The field of numerical methods for complex systems is moving towards the development of more accurate and efficient algorithms for solving problems with complex topology and geometry. Researchers are focusing on creating methods that can handle multiple materials, non-slip boundary conditions, and high-order convergence rates. The use of novel techniques such as micromorphic-based artificial diffusion and semi-Lagrangian finite volume methods is becoming increasingly popular. These methods are being applied to a range of problems, including convection-diffusion equations, acoustic scattering, and interface tracking.

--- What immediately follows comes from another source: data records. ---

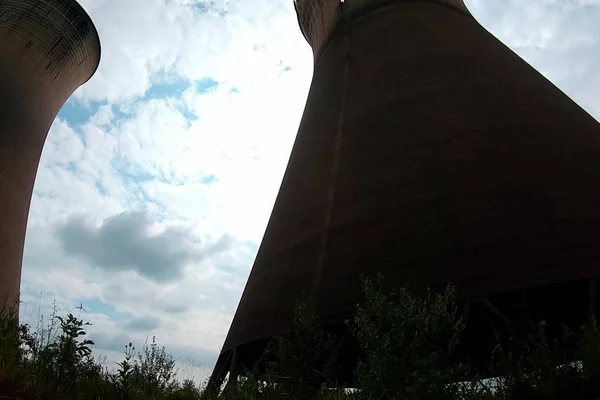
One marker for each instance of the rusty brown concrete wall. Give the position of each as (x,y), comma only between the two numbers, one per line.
(48,48)
(430,151)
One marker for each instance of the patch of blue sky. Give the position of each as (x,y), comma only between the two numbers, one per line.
(76,113)
(96,306)
(209,179)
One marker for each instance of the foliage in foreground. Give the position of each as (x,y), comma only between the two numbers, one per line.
(407,342)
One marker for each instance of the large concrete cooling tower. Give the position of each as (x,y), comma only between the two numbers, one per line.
(431,152)
(48,48)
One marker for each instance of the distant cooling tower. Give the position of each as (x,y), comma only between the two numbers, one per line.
(431,152)
(48,48)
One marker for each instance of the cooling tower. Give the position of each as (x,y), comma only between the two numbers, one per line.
(48,48)
(428,151)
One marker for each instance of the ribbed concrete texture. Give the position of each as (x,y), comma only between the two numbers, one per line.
(48,48)
(431,152)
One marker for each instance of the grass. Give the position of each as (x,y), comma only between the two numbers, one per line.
(407,342)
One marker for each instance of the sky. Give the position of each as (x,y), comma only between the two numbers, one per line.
(158,176)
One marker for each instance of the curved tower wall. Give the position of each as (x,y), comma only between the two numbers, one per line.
(429,151)
(48,48)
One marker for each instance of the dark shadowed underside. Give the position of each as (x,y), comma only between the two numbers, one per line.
(48,48)
(429,151)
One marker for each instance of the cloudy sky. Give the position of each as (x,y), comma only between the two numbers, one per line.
(159,175)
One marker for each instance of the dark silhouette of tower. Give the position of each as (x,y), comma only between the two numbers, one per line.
(47,50)
(429,151)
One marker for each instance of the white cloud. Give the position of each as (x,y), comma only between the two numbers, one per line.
(210,162)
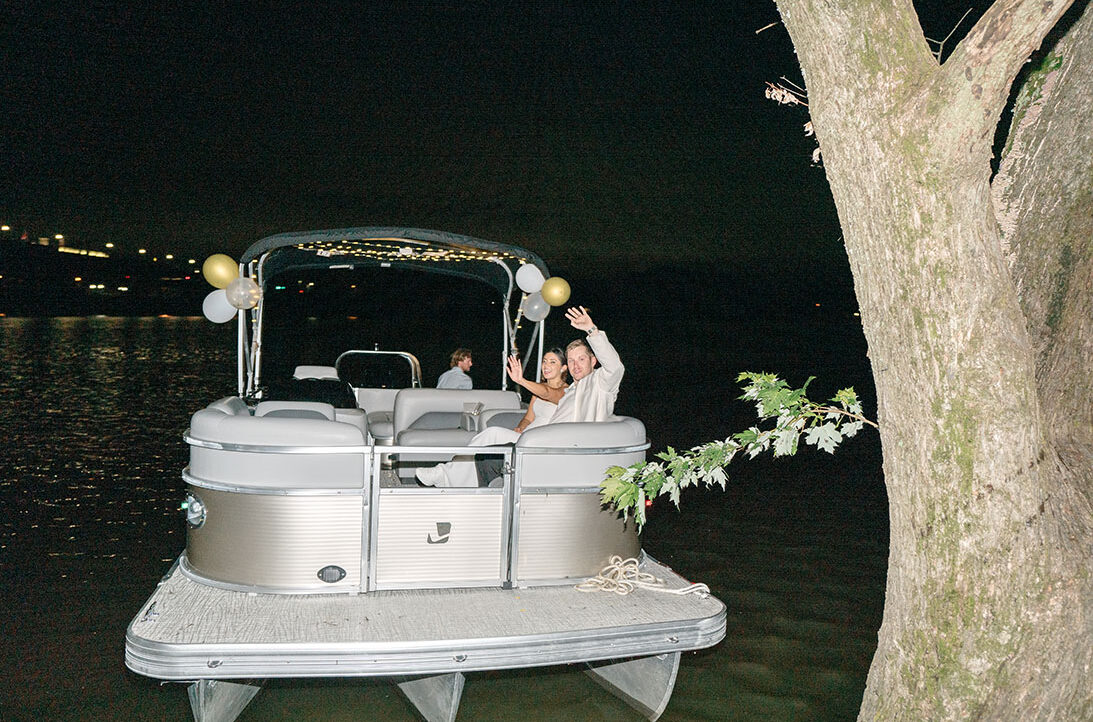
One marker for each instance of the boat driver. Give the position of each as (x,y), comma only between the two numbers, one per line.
(456,376)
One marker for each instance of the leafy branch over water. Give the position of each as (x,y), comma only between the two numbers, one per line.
(796,416)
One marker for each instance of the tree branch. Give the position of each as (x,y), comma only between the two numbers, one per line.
(984,64)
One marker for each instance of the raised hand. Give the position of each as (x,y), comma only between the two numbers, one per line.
(515,368)
(579,318)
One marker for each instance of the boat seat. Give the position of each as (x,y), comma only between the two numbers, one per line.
(272,428)
(577,471)
(435,417)
(335,392)
(379,405)
(438,409)
(503,417)
(231,405)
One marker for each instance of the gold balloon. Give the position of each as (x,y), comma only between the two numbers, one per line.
(555,291)
(220,270)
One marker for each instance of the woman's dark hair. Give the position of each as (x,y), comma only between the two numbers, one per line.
(561,356)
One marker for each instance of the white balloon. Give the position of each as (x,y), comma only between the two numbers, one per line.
(536,307)
(216,308)
(243,293)
(529,279)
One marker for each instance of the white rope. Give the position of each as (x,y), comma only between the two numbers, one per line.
(623,577)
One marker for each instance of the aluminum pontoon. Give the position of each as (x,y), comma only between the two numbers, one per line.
(312,551)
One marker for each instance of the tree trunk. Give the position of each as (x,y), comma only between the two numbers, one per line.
(980,351)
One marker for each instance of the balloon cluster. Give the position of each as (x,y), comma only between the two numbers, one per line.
(542,293)
(234,293)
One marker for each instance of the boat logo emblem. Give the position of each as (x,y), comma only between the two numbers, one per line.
(443,532)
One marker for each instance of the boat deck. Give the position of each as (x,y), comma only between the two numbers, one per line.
(189,631)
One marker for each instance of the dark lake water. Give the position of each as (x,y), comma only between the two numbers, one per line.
(93,414)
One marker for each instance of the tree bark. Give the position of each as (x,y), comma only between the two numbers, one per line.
(979,347)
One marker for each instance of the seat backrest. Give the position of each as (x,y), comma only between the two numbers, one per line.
(376,400)
(324,373)
(444,407)
(231,405)
(295,410)
(573,470)
(263,468)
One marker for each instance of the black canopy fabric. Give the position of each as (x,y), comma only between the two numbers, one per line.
(411,248)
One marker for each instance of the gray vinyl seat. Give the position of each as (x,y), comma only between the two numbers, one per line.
(432,417)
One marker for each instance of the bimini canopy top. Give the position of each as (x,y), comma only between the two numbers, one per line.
(389,247)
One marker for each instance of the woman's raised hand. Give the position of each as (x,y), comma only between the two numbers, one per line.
(515,368)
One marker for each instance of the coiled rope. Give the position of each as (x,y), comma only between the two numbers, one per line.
(623,577)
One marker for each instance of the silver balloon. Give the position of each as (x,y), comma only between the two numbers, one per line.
(536,307)
(216,308)
(529,279)
(243,293)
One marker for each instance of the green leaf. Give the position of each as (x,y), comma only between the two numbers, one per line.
(825,436)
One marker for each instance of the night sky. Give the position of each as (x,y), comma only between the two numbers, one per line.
(612,132)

Noteworthy papers include: The paper on fourth- and higher-order interface tracking of multiple materials, which proposes a multiphase cubic MARS method that achieves high-order accuracy and handles complex topology and geometry with ease. The paper on moment-enhanced shallow water equations, which proposes modified models that perform well under non-slip boundary conditions and are compatible with previous analysis on hyperbolicity. The paper on a micromorphic-based artificial diffusion method, which presents a novel approach to stabilizing finite element approximations of convection-diffusion problems. The paper on fourth- and higher-order semi-Lagrangian finite volume methods, which proposes a family of methods that feature high-order convergence rates and are applicable to complex domains. The paper on a time-frequency method for acoustic scattering with trapping, which introduces a Fourier transform method for solving the acoustic scattering problem in regimes with trapping regions.